Wild garlic leaves are delicious and all the rage in contemporary cuisine but the plant is becoming a victim of its own success. German biotechnology specialists Bock Bio Science GmbH and Czech research institute Vyzkumny Ustav Bramborářský cloned it to make its use sustainable.
Whether it’s grilled lamb shank and ramson leaves at Noma in Copenhagen or herring and ramson buds at The Fat Duck in the UK, wild garlic is frequently reported on menus at some of Europe’s top restaurants. The trend for foraging for wild ingredients means people are also looking for the plant in the woods and cooking up the leaves as a vegetable or herb in their own kitchens. Also known as broad-leaved garlic, bear leeks and buckrams, Allium ursinum (its Latin name) is also cropping up in baking, frozen foods and cheeses.
"The results are promising and delicious " – Friederike von Rundstedt, owner of Bock Bio Science GmbH.
The white-flowering plant could be in danger of being over-picked, though, warns Friederike von Rundstedt, owner of the German company Bock Bio Science GmbH. “There are no controls over picking Allium ursinum in the wild. If people keep taking large quantities from the wild, as industry currently demands, it will end up extinct,” she says.
Von Rundstedt decided to see if the delicate plant could be cloned and grown in laboratories to make its popularity sustainable. Her company, which employs 36 workers, turned to Czech research institute Výzkumný Ústav Bramborářský (VUB) in Havlíčkův Brod to develop a process to grow it all year round as a EUREKA project.Both EUREKA project partners benefited from national funding schemes. The German part of the project was funded by the central innovation programme for SMEs (ZIM), a funding programme of the Federal Ministry for Economic Affairs and Energy (BMWi).

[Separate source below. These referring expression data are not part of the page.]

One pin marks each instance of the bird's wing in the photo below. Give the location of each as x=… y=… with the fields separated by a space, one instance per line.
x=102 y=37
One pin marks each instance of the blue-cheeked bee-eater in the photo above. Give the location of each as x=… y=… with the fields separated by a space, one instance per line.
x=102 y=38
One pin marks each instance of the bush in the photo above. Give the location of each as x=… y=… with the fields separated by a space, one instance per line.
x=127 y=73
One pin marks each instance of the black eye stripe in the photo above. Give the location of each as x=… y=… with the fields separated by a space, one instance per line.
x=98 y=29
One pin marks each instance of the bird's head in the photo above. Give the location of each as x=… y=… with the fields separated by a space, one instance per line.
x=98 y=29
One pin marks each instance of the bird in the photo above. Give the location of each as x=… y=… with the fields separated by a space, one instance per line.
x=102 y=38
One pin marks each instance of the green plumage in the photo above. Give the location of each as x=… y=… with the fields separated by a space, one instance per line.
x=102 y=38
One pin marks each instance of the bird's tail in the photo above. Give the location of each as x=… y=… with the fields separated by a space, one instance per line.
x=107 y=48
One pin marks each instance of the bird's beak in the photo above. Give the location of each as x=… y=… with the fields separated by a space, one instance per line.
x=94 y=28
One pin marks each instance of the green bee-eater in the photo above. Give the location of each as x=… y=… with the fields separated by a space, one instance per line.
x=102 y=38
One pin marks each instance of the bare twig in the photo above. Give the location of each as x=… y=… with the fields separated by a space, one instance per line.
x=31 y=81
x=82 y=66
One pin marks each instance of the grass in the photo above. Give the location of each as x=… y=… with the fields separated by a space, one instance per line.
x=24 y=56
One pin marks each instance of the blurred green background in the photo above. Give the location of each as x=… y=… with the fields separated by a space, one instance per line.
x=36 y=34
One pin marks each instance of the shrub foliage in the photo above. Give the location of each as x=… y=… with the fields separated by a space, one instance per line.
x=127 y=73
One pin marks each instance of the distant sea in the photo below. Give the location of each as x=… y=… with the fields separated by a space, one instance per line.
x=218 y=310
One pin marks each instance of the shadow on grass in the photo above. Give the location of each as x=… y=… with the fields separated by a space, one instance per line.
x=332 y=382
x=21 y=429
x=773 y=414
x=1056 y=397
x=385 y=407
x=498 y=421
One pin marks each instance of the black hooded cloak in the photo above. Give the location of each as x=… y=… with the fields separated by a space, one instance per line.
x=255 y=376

The Czech project part was funded by the Ministry of Education, Youth and Sports.
The two teams of biologists tested processes to grow the garlic in greenhouses and then in the open air. By comparing and mixing methods they developed a version that could grow all year round, in contrast to Allium ursinum which usually grows for just a few months of the year. “The results are promising and delicious!” says von Rundstedt.

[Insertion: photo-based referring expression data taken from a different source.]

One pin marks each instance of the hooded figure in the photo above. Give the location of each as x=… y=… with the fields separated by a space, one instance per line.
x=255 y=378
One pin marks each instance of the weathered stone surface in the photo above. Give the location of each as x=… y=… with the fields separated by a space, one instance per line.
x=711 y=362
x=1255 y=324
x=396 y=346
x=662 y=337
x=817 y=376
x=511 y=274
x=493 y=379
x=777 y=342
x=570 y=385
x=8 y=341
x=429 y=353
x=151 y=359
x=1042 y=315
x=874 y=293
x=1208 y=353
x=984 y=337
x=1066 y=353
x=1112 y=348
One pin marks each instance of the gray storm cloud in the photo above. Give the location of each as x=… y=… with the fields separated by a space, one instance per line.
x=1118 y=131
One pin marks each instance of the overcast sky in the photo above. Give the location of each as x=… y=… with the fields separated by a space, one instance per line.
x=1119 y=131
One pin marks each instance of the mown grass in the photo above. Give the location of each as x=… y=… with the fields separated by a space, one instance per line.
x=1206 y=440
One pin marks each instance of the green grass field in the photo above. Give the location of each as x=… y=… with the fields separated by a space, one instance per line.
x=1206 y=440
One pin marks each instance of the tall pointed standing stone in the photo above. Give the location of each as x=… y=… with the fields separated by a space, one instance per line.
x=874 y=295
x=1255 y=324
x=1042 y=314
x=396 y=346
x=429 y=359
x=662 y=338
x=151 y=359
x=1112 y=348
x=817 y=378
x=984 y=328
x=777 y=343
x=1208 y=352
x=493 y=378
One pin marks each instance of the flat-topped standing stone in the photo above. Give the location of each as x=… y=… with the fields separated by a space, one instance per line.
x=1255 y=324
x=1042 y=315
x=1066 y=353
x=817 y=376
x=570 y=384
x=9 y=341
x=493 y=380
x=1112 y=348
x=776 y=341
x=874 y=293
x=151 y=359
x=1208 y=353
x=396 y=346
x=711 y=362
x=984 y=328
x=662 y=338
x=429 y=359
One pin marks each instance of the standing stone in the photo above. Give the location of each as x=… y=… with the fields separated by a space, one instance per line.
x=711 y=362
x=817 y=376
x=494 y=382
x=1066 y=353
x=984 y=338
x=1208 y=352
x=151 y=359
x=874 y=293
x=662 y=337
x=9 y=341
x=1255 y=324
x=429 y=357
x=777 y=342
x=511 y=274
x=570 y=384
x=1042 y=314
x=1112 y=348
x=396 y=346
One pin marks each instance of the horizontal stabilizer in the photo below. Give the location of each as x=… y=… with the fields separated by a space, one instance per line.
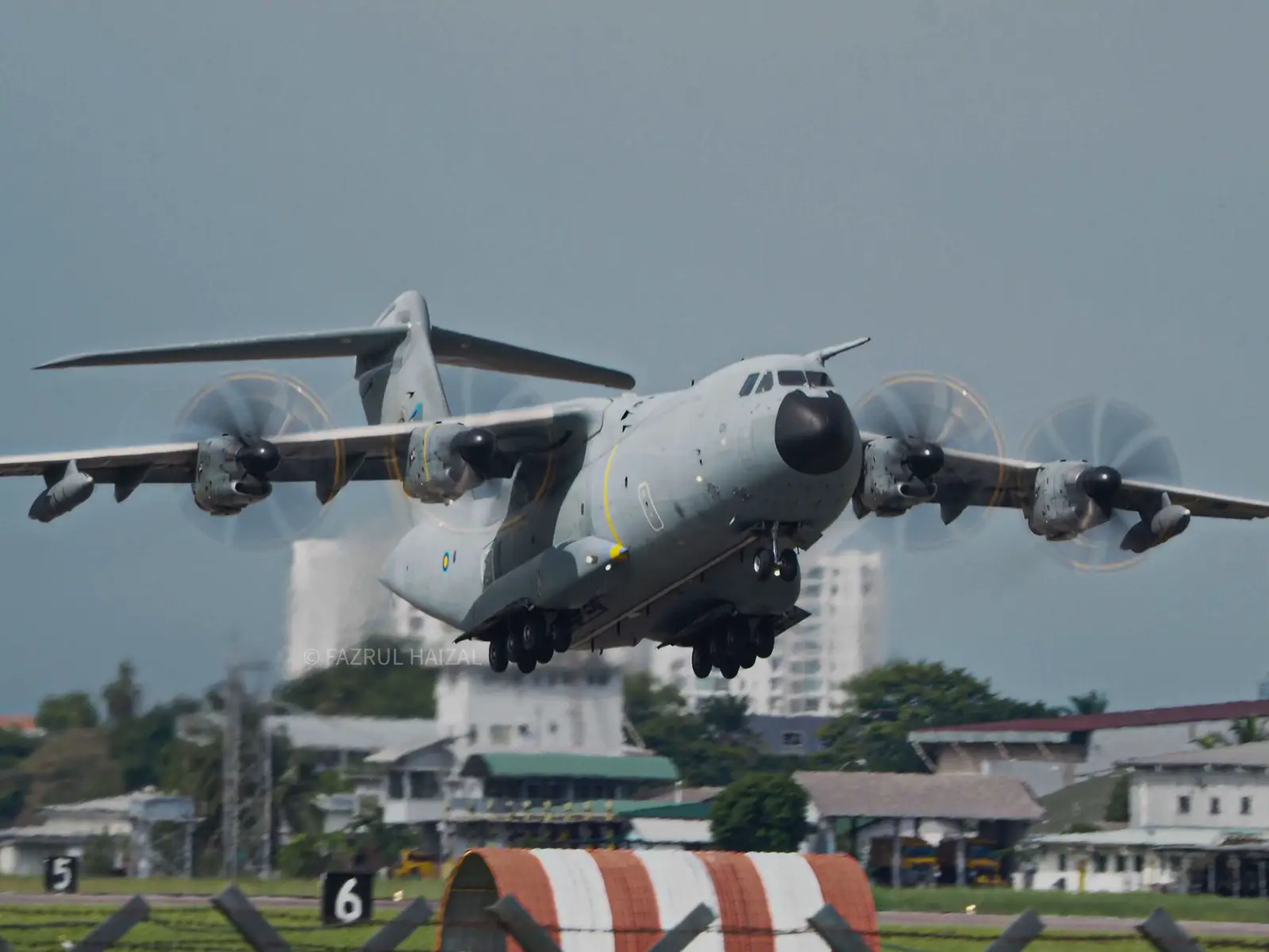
x=287 y=347
x=448 y=347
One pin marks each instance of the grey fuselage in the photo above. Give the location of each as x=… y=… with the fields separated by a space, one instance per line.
x=675 y=482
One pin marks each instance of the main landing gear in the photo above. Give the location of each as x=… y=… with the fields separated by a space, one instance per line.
x=775 y=562
x=528 y=640
x=733 y=645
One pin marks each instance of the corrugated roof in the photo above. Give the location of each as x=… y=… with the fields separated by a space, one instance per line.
x=610 y=768
x=940 y=797
x=1254 y=755
x=1112 y=720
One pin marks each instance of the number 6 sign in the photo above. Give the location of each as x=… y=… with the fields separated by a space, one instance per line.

The processes developed could also be applied to other endangered plants like wild crocuses, say the partners. “The reproduction process allows us to control climatic factors and eliminate the strong seasonality of the plants,” says von Rundstedt. “It is economically efficient, makes a good use of energy and conserves energy.”
As a result of the project, Bock has negotiated test contracts with various producers in northern and southern Germany and forecasts an increase in 2019 and 2020 sales of between 5 and 10 percent. “The cooperation with the Czech partner was so successful that we’ve decided to keep researching and working together,” says von Rundstedt.